Think of the **yonkinots** as colorful marbles, and the **second** as a big bucket. Our previous calculations showed that a million yonkinots fitted into one second. Imagine a bucket big enough to hold one million marbles. That’s a big bucket, right?

Keeping with the analogy of the bucket of marbles, we can conclude that the question is asking how many buckets (*i.e. seconds*) can fit inside one marble (*i.e. yonkinot*). Obviously a whole second cannot fit into a yonkinot. The second is just too big, and the yonkinot is just too small for this kind of squeezing to happen. But what about part of a second? Could a part of a second be matched to a yonkinot?

Imagine cutting up the bucket into tiny pieces. Imagine that all the bucket fragments are the same size. How big would the piece of bucket be if it could be matched to the tiny marble? If we can answer that question, we can also say how many seconds fit into one yonkinot.

Since a million marbles (yonkinots) fit in the bucket (second), we should cut the bucket into one million equally sized pieces. That way, each bucket piece would match up with one marble. The mathematical operation equivalent to “cutting or dividing up” is DIVISION. Division can be presented by the symbol /.

Let’s take the process of dividing up the bucket (second) so that one bucket piece is associated with each marble, and write this process in the language of mathematics.

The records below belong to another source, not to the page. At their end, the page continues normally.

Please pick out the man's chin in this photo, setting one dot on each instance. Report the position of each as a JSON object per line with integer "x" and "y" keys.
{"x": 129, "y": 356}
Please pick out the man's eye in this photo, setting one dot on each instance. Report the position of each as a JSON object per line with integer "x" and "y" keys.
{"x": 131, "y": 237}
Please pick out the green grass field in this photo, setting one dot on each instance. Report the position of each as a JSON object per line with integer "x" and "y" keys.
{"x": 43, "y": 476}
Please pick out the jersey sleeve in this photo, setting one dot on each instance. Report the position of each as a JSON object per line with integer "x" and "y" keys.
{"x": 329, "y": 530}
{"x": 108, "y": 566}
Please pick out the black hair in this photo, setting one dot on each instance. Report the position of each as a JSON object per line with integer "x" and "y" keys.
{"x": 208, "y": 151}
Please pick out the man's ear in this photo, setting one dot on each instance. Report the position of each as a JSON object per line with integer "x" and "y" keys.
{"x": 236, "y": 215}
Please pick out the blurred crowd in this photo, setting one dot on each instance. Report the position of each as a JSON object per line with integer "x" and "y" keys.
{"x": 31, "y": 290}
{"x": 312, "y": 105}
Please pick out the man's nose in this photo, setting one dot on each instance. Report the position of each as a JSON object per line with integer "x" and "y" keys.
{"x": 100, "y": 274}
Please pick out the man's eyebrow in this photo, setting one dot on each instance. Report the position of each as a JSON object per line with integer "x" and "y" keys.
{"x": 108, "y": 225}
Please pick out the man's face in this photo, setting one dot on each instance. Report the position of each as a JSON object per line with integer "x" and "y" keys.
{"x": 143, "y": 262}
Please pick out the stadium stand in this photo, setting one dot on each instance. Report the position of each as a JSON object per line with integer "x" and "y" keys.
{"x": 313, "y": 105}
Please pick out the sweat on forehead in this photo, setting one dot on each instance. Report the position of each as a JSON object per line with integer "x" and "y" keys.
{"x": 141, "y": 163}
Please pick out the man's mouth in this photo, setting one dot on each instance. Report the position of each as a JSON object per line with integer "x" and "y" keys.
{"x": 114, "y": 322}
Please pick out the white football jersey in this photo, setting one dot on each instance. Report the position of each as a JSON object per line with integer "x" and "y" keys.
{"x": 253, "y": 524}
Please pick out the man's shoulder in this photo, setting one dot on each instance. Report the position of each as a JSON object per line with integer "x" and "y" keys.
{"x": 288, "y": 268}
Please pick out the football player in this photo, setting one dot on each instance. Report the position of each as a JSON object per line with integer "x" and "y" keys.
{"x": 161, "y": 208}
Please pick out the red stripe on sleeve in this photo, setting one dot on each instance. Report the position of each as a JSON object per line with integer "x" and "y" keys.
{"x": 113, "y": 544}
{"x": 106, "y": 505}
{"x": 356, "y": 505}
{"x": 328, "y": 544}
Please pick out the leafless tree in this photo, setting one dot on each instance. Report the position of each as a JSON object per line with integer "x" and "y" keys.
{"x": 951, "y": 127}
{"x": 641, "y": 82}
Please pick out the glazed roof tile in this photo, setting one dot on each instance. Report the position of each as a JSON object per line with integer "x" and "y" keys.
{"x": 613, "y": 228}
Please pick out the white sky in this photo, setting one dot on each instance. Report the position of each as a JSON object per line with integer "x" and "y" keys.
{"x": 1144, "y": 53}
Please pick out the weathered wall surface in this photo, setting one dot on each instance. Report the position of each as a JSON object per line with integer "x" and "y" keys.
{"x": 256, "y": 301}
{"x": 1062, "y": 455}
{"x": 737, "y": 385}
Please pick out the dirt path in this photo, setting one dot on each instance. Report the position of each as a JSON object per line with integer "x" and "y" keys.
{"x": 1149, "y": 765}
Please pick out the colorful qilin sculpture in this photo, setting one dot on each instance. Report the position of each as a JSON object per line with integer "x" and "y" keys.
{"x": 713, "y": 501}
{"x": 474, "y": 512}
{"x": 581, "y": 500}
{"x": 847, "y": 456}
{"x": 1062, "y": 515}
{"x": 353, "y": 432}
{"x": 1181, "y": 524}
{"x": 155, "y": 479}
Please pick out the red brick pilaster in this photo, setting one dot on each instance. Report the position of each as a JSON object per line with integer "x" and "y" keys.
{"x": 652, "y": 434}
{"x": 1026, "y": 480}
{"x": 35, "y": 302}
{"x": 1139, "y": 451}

It would look like this:

(One BUCKET)/(One million MARBLES) = (One second)/(One million yonkinots)

Now let’s rewrite this equation with numbers:

1/1000000 = 0.000001 seconds in each yonkinot

The answer is a small fraction and can be written as **1/1000000** or **0.000001** (decimal fraction). That’s a small fragment of a second!

*Here’s something to think about (if you haven’t already given this some thought):*

While a million yonkinots pass in Fractonian time, only one second of time passes here on Earth. Do you think Matthew returned from Fractonia a lot older than he when he left for Fractonia? Was he missed while he was away? Would Fractonians be easy to spot if they spent half their lifetime here on Earth? Would we even notice if a Fractonian translated into our world for a visit lasting a very long one hundred yonkinots? It makes you think, doesn’t it?